Château Montgrand-Milon, though, is a good example of an approachable and elegant Pauillac, but not without backbone, classically based on Cabernet Sauvignon (70%) and Merlot (30%).
First & Second Wines
The term “Grand Vin” in Bordeaux is synonymous with the highest quality selection that any Château can produce and release in any one year. That means that there is also a quantity (in some years significant) of “declassified” wine. For many years Châteaux sold this off in bulk – often anonymously – but the cult of the “second wine” goes back many years. Château Pichon-Lalande showcased their “Second Wine” in a Moscow fair in 1890, and Château Margaux famously first produced Pavilion Rouge in 1908.
The advantage of a good second wine is that it is a good income earner for the Château, but as importantly the de-selection process only further elevates the quality of the Grand Vin. In fact, in some cases, the principle has been extended to include a “Third Wine” – for example at Château Latour under the banner of “Pauillac” – the second wine being Les Forts de Latour. Also, these second wines are (obviously) less expensive (but not cheap!) and mature more quickly, which is attractive to both private individuals and especially restaurants.
(Dry) White Wines
The greatest area for dry white Bordeaux is unquestionably Pessac-Léognan. Here they usually take Sauvignon Blanc led blends to amazing levels of texture, fruit, and vibrancy. And unusually in the world of Sauvignon based wine most examples are barrel fermented. They manage, skilfully, to keep the oak in the background and still let the Sauvignon fruit character sing. As mentioned in the previous blog this is the only area where both red and white wines from the same estate can be classified as Grand Cru Classé. But again, as volumes produced are often tiny the prices can be high for some estates, but there is a fine and more affordable example in the Wine Trust list with the Château Lamothe-Bouscaut which showcases nicely the style of the appellation.
And Finally …
In summary Bordeaux remains remarkably resilient and demand for top end wines seems unabated (having just witnessed the latest release of the 2019s for example). But a lot is also down to a mix of what’s fashionable, along with expenditure in what is still the leading area for investment in fine wines, often for wines which are never intended to be drunk by the purchaser. The paradox is that the production levels are far greater than those of Burgundy and the North Rhône for example. This has been fuelled over the years by exports and reviews in the USA and Far East – especially China, along with a long and mutually virtuous courting process and marketing with leading wine critics. And – it must be said – far greater and more technological attention to detail in winemaking, including the use of new technology such as must concentrators for example, and the deselection process mentioned before has resulted in an overall elevation in quality. They are also more adept at marketing than any other French wine region apart from Champagne.

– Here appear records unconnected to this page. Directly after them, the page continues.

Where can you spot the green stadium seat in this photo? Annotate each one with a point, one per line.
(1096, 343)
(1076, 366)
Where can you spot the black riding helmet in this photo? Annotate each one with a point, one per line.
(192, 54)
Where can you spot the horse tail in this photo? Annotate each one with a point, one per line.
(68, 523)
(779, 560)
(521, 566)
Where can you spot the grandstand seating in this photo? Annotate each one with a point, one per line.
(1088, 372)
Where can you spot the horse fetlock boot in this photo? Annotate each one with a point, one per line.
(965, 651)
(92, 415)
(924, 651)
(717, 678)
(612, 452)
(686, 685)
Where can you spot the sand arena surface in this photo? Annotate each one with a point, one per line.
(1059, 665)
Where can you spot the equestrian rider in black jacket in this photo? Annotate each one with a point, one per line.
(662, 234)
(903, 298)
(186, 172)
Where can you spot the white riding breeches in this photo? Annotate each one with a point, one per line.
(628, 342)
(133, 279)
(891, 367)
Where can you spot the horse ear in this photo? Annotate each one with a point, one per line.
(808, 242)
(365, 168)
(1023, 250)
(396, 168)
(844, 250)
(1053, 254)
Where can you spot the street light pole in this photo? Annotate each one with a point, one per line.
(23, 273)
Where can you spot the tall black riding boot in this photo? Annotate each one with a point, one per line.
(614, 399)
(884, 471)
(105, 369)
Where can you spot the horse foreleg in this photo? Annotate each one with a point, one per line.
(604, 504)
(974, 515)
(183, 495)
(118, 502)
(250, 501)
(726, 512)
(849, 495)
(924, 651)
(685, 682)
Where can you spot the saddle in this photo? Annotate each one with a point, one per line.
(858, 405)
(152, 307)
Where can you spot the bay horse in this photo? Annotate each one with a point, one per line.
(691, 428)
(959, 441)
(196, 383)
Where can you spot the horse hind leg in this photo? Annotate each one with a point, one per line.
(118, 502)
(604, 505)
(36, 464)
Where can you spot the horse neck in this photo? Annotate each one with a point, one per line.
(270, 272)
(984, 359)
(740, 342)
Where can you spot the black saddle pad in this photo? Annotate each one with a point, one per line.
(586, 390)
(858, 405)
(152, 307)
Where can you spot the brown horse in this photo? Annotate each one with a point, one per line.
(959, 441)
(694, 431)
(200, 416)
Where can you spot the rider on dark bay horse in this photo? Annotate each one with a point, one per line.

The disappointment about Bordeaux – purely in my view – is that such has been the price rises and secular marketing that several of the more traditional (UK) customers and drinkers have been priced out of the category. And because so many of the entry point wines are often so ordinary, there is limited compensation in trading down (for reds) – unlike with the Rhône for example. The Bordeaux hierarchy has arguably become detached from the everyday and historical Bordeaux lover and drinker. BUT the category remains important for sales to the wealthier traditional consumer and top end restaurants, so we must remain focused, despite my, maybe, sometimes jaundiced outlook!